Что, собственно, он мог рассказать? Он приехал на Новый год, привез пряников и огромную копченую колбасу, и апельсины, которые к празднику выдали в театре в количестве пяти штук. В газетах, сказал он, ничего нет. Поленов еще не вернулся. Он дважды передавал ему продукты и один раз Наде конфеты. Конфеты разрешены. Это давало, по его мнению, шанс. Он всюду усматривал основание для надежды — робкой, зыбкой, лживой надежды.
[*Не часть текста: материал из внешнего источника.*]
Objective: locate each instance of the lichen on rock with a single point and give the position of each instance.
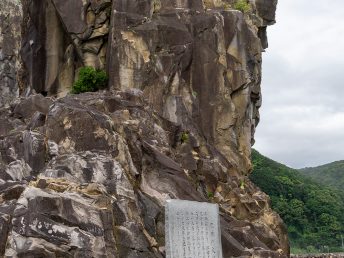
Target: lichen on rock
(88, 175)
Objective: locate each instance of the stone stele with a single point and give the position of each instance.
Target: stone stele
(192, 230)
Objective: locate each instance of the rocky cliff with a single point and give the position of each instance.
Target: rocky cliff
(88, 175)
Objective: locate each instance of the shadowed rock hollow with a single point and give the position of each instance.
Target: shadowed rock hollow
(88, 175)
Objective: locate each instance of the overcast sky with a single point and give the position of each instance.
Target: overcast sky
(302, 117)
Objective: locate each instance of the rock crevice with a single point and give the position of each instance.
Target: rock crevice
(88, 175)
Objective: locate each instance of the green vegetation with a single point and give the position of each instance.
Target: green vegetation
(330, 174)
(242, 6)
(312, 212)
(90, 79)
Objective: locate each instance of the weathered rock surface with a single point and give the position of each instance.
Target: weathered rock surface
(88, 175)
(10, 41)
Неужели было еще не ясно, что все кончено?
Даня рвался в Ленинград, дать показания, объяснить всем, что они ничего же плохого там не делали! Но дядя был тверд: «Что хочешь, но еще и этого мы не вынесем, Илья, я — оба не вынесем! Пойми, вы могли ничего не делать, просто разговаривать, да. Но лицеисты ведь вообще ничего не делали, даже не разговаривали. А впрочем, я полагаю, — и он понижал голос, дабы надежда выглядела убедительней, — что все дело в нем, а не в вас. Вероятно, он какой-то темный человек. Да, да, это бывает. Это возможно. Опросят, соберут все данные и учеников выпустят, а он, может быть, имел связи с заграницей. Ты ничего о нем не знаешь. Она вернется, вот увидишь, все с ней будет благополучно, я клянусь тебе чем хочешь, я буду передавать ей продукты хоть каждую неделю, деньги есть. Напиши письмо, я отнесу ее матери. Передай со мной, по почте ничего не посылай. Ради бога, Даня, сиди смирно! Ада не вынесла подвала, упокой, Господи, ее душу. Ты весь в нее, ты не знаешь, что там будут с тобой делать. Хорошо, если просто допрашивать, но если они заставят тебя кого-то оговорить?! Ты не знаешь, что они сейчас делают. Подсаживают к уголовным и там оставляют. В театре рассказывали. Вообще говорят всякое. Говорят, что в новом году огромная волна арестов по всем вообще, по офицерству, по дворянству, виноват, не виноват, — будут высылки, и может быть, это лучшее, что можно сейчас сделать. Не спорь. Россия щеляста, всех надо запропастить в эти щели. И погоди, это еще принесет плоды, интеллигенция понесет по России просвещение. Я сам перееду к вам, вот увидишь. Ты вернешься в Ленинград, клянусь, как только все закончится. Но сейчас оставайся здесь и никому в Ленинграде не пиши».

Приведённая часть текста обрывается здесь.